Nicht weit vom goldnen Löwen (eigentlich im Habergäßchen) stand ein vornehmer Engländer und sah zu, wie seine vier rauchenden Pferde eine Medizin von ⅔ gemeinem Salpeter und ⅓ Roßschwefel gegen das Verschlagen einbekamen. Der Fremde – der ungefähr so viel Jahre haben mochte als dieses Buch Tage – war schwarz gekleidet, lang, ehrwürdig, reich (nach der Equipage zu urteilen) und männlich gebildet.

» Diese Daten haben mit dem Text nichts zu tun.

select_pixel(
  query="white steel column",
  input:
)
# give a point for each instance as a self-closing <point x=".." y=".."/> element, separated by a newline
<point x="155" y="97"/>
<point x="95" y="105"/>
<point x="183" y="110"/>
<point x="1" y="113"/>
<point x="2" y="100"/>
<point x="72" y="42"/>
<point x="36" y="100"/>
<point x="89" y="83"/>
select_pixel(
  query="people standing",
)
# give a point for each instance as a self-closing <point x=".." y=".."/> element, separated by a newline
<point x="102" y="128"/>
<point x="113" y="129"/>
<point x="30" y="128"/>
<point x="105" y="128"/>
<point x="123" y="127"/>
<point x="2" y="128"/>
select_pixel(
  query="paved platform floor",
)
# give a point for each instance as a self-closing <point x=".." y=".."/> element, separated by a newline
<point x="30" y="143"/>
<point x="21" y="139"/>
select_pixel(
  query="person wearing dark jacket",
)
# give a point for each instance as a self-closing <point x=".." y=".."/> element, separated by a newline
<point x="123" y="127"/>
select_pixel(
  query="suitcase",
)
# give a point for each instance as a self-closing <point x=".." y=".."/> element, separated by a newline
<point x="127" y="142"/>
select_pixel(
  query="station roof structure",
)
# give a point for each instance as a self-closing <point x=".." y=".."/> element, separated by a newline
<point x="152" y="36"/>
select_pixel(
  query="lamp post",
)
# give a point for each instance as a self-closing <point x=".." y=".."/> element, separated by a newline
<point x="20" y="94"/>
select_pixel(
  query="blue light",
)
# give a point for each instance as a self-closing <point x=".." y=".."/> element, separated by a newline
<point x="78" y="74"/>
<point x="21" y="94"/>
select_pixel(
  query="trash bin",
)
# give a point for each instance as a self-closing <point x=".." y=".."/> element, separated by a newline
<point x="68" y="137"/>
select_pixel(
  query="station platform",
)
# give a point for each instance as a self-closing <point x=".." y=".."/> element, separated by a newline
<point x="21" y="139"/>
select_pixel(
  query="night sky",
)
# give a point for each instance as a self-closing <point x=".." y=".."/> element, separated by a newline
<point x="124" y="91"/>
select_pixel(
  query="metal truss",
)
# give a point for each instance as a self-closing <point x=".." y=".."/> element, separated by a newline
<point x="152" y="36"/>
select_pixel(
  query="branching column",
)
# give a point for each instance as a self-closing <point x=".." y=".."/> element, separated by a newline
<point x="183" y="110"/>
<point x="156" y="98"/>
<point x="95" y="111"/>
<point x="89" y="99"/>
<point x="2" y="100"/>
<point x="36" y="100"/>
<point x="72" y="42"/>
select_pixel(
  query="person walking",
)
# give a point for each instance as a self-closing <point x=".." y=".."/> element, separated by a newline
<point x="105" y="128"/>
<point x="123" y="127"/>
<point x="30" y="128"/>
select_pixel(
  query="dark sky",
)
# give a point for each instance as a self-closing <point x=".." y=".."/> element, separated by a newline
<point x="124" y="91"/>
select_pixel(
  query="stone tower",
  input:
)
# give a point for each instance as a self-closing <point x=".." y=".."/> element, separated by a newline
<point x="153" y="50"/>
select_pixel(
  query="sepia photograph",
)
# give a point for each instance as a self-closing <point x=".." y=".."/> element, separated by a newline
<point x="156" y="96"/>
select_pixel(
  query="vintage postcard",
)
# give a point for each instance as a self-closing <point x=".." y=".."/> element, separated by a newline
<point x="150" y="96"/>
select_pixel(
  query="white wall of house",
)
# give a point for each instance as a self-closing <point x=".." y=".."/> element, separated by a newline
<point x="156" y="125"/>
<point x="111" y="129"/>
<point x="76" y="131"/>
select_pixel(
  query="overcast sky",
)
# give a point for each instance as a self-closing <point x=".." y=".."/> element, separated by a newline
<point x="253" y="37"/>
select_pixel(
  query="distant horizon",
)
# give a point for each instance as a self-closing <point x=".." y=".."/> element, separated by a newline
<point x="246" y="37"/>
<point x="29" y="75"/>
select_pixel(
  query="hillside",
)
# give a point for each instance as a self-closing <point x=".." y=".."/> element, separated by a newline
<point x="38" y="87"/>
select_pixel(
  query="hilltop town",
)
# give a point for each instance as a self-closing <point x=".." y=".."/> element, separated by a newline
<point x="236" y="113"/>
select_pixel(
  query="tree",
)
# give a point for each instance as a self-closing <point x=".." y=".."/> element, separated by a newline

Sein heller und fixierter Blick lag wie ein Brennpunkt zündend auf den Menschen – sein Gesicht war fein und kalt – auf seiner Stirne stand die lotrechte Sekante als der Taktstrich der Geschäfte, als Ausrufzeichen über die Mühen des Lebens – mit bleichen waagrechten Linien war dieser Taktstrich rastriert, beide Arten von Linien waren gleichsam als Zeichen in die zu hohe Stirne eingeschnitten, wie hoch das Tränenwasser der Trübsal schon an dieser Stirne, an dieser Seele aufgestiegen sei. »Ich wollte den Lord Horion« – dacht' ich – »anders geschildert haben, wenn mir dieses Gesicht eher vorgekommen wäre.« Vielleicht denkt der Leser, das war der Lord selber.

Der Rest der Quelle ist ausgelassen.